I ve just been checking ferries for Assen moto gp weekend. One of the few saturday races.

Whatever the situation is with sea france they seem to offer the best deal
Under £60 return for M/H and 3 passengers.`
Oh and the mhfacts discount as well.

Its just the £170 diesel buill that is a bit of a shocker


Dave P


----------



## r6demon (Aug 18, 2008)

What crossing is that using ?


----------



## Brucey0705 (Apr 5, 2008)

*Ferry Prices to Europe*

Same here and we're in Scotland, checked prices from Norfolk Lines from Rosyth in May... Scandalous over £600 return to Zeebrugge for our Hymer and the 2 of us. Booked with SeaFrance from Dover to Calais return total Cost £65 including MHF discount (A brilliant Deal). Of course the £200 deisel bill has to be added, however lets be honest we're motorhomers, we don't worry about tachometers and we live the travelling part (well that's what I tell myself anyway :lol: ), so I'll happily drive the 600 miles round trip to Dover and back to save £350 :lol: . Rather than give this money to this rip off merchant line... no pun intended, 8O


----------



## DTPCHEMICALS (Jul 24, 2006)

R6demon
Off hand i think its 4 in the afternoon on thursday
and 3 in the afternoon on the sunday after the race.

Dave P


----------



## UncleNorm (May 1, 2005)

Hello Brucey.

I've just checked your 600 mile round trip. If you're in Fife, then Dover is 490 miles away, round trip 980 miles.

980 miles at 25 mpg = 40 gallons (roughly)

40 Gallons at £4.50 per gallon = £180

add on the ferry at £65 return = £245

I can see why you're upset *Scandalous over £600 return to Zeebrugge for our Hymer and the 2 of us. * and I like your philosophy *we live the travelling part *

Who said "Half of the fun is getting there"?

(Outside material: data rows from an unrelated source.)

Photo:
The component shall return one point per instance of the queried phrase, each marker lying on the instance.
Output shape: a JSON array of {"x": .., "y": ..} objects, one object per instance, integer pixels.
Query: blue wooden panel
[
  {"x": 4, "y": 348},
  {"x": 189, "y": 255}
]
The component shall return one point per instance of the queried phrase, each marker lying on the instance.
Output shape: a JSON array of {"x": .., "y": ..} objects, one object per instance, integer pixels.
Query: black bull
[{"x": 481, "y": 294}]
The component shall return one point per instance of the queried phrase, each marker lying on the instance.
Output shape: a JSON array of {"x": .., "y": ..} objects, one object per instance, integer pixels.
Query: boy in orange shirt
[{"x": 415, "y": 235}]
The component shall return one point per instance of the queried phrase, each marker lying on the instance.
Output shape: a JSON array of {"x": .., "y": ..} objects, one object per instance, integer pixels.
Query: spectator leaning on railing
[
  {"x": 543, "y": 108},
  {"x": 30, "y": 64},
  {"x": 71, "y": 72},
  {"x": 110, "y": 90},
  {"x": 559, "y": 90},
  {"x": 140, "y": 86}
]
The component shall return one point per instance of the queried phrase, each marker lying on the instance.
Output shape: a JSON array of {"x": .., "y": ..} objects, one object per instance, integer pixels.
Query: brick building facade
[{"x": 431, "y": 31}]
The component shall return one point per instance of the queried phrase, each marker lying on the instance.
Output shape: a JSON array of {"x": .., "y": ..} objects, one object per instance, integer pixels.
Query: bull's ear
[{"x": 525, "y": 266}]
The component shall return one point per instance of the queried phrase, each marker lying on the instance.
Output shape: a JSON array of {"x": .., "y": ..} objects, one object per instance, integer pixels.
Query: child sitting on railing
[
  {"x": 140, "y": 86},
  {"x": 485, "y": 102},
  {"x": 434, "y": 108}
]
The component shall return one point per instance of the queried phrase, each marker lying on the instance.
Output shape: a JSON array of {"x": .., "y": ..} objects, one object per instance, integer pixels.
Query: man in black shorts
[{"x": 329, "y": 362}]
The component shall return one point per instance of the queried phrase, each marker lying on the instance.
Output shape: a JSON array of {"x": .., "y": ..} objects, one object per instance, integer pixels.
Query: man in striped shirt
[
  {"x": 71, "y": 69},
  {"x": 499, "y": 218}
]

Like you, I'd rather drive and use the home I have behind me, rather than spending 24 hours or whatever on a boat, paying for a cabin, and not having access to Our Beloved Coral!


----------



## Suenliam (Mar 22, 2006)

Hi Brucey0705 - I can't see the Rosyth route being a success at all at that price. Even the commercial users must be thinking twice unless they get preferential rates. 

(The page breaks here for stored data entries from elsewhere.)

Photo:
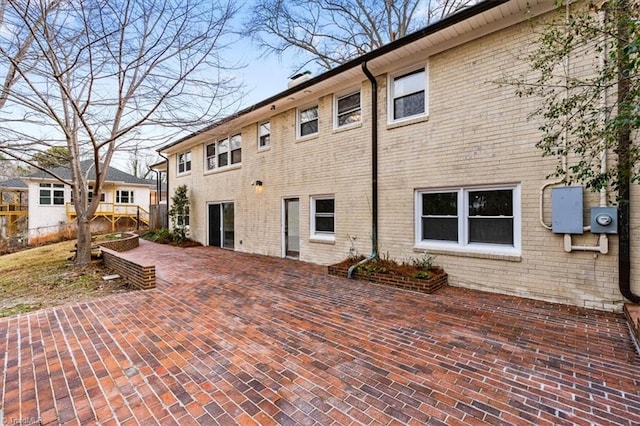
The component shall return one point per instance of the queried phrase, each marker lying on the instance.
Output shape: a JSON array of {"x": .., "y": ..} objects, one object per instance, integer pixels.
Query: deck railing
[{"x": 116, "y": 211}]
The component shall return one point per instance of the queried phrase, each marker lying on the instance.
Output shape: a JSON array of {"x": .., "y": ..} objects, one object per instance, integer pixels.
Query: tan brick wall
[{"x": 477, "y": 133}]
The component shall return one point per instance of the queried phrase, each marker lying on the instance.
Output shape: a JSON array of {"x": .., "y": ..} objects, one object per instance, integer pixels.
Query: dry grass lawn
[{"x": 42, "y": 277}]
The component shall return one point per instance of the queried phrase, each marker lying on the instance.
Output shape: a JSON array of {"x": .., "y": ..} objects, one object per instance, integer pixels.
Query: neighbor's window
[
  {"x": 124, "y": 196},
  {"x": 470, "y": 218},
  {"x": 308, "y": 121},
  {"x": 408, "y": 94},
  {"x": 347, "y": 109},
  {"x": 184, "y": 162},
  {"x": 90, "y": 195},
  {"x": 51, "y": 194},
  {"x": 264, "y": 135},
  {"x": 323, "y": 217}
]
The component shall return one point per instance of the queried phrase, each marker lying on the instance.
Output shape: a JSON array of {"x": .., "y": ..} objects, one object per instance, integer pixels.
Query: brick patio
[{"x": 229, "y": 338}]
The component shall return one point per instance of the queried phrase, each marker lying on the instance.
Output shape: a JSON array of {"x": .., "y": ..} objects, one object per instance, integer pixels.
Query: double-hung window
[
  {"x": 347, "y": 109},
  {"x": 184, "y": 162},
  {"x": 264, "y": 135},
  {"x": 308, "y": 121},
  {"x": 90, "y": 195},
  {"x": 470, "y": 219},
  {"x": 236, "y": 149},
  {"x": 323, "y": 217},
  {"x": 51, "y": 194},
  {"x": 408, "y": 97},
  {"x": 124, "y": 196},
  {"x": 182, "y": 220},
  {"x": 223, "y": 153}
]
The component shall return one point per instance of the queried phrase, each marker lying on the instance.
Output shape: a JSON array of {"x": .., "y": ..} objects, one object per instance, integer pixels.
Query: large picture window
[
  {"x": 408, "y": 94},
  {"x": 308, "y": 121},
  {"x": 347, "y": 110},
  {"x": 323, "y": 217},
  {"x": 51, "y": 194},
  {"x": 484, "y": 219}
]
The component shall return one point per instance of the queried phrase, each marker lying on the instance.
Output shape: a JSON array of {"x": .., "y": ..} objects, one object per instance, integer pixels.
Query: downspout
[
  {"x": 374, "y": 171},
  {"x": 166, "y": 161},
  {"x": 624, "y": 161}
]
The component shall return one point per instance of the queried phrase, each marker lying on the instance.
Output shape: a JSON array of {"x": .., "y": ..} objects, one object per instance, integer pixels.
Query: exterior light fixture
[{"x": 258, "y": 185}]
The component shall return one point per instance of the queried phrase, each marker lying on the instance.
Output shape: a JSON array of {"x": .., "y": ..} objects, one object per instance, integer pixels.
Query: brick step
[{"x": 632, "y": 313}]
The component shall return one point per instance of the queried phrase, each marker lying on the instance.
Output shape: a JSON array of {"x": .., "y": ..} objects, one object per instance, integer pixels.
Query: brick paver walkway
[{"x": 228, "y": 338}]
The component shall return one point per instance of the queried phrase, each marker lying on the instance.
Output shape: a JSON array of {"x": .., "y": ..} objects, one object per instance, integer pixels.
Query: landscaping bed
[{"x": 417, "y": 275}]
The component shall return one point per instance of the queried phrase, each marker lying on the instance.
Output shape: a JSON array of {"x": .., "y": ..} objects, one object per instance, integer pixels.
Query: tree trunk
[{"x": 83, "y": 253}]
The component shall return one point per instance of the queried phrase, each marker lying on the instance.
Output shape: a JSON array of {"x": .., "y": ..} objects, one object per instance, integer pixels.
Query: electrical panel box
[
  {"x": 567, "y": 210},
  {"x": 604, "y": 220}
]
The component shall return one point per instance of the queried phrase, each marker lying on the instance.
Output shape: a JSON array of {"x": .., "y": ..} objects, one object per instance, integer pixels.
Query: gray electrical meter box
[
  {"x": 604, "y": 220},
  {"x": 567, "y": 210}
]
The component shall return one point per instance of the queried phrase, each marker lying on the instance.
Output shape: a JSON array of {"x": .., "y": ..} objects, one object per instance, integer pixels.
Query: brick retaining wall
[
  {"x": 142, "y": 277},
  {"x": 129, "y": 242}
]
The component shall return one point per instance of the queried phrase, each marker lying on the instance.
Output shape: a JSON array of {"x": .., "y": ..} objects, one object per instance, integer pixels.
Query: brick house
[{"x": 451, "y": 151}]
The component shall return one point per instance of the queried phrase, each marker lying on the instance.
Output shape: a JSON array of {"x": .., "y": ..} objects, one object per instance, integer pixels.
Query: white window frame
[
  {"x": 130, "y": 196},
  {"x": 463, "y": 223},
  {"x": 299, "y": 121},
  {"x": 183, "y": 220},
  {"x": 212, "y": 162},
  {"x": 90, "y": 194},
  {"x": 54, "y": 190},
  {"x": 392, "y": 95},
  {"x": 184, "y": 159},
  {"x": 322, "y": 235},
  {"x": 336, "y": 114},
  {"x": 264, "y": 136}
]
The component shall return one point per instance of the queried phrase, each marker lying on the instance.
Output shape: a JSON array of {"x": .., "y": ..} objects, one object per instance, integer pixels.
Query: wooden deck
[{"x": 114, "y": 212}]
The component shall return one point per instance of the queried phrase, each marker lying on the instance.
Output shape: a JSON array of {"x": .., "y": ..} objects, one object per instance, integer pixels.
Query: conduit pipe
[
  {"x": 374, "y": 171},
  {"x": 603, "y": 240}
]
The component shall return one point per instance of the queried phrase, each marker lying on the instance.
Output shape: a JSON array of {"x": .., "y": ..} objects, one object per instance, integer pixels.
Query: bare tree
[
  {"x": 330, "y": 32},
  {"x": 98, "y": 72}
]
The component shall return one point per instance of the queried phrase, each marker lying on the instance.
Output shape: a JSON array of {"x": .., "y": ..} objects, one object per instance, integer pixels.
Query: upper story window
[
  {"x": 308, "y": 121},
  {"x": 264, "y": 135},
  {"x": 323, "y": 217},
  {"x": 184, "y": 162},
  {"x": 408, "y": 95},
  {"x": 90, "y": 195},
  {"x": 51, "y": 194},
  {"x": 347, "y": 110},
  {"x": 223, "y": 153},
  {"x": 124, "y": 196},
  {"x": 473, "y": 219}
]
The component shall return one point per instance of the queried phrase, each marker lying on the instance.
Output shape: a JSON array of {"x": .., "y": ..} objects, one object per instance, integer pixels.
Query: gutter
[
  {"x": 624, "y": 163},
  {"x": 166, "y": 160},
  {"x": 374, "y": 171}
]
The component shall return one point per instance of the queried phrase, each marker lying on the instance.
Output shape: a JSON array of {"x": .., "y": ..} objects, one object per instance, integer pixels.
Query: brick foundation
[{"x": 433, "y": 284}]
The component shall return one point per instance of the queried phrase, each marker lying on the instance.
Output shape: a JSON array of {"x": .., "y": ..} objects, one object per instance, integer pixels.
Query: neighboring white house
[{"x": 124, "y": 203}]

We use Hull Zeebrugge most of the time and make sure we book early. Our single in mid June is £168 including a cabin upgrade. Our second trip mid August - end Sept. is £383 return including cabin upgrade. We think for us that is a reasonable compromise between cost and drive to Dover. 

We have really indulged ourselves at the end of April - we are booked on the Brittany Ferries Portsmouth/Caen late afternoon (so no cabin) £198. The only consolation is that it gets us to the west side of France sooneer than going to Zeebrugge.

However, I have quite a few Tesco vouchers so as long as the deals on Eurotunnel are still going next year, we will do that route for "free"  

Sue


----------



## suedew (May 10, 2005)

Suenliam said:


> Hi Brucey0705 - I can't see the Rosyth route being a success at all at that price. Even the commercial users must be thinking twice unless they get preferential rates.
> 
> We use Hull Zeebrugge most of the time and make sure we book early. Our single in mid June is £168 including a cabin upgrade. Our second trip mid August - end Sept. is £383 return including cabin upgrade. We think for us that is a reasonable compromise between cost and drive to Dover.
> 
> ...


I have to call the Caen crossing a bargain, was looking today for 2 of us with a motorbke and cost (mid week) in late September is £ 174.50 :x


----------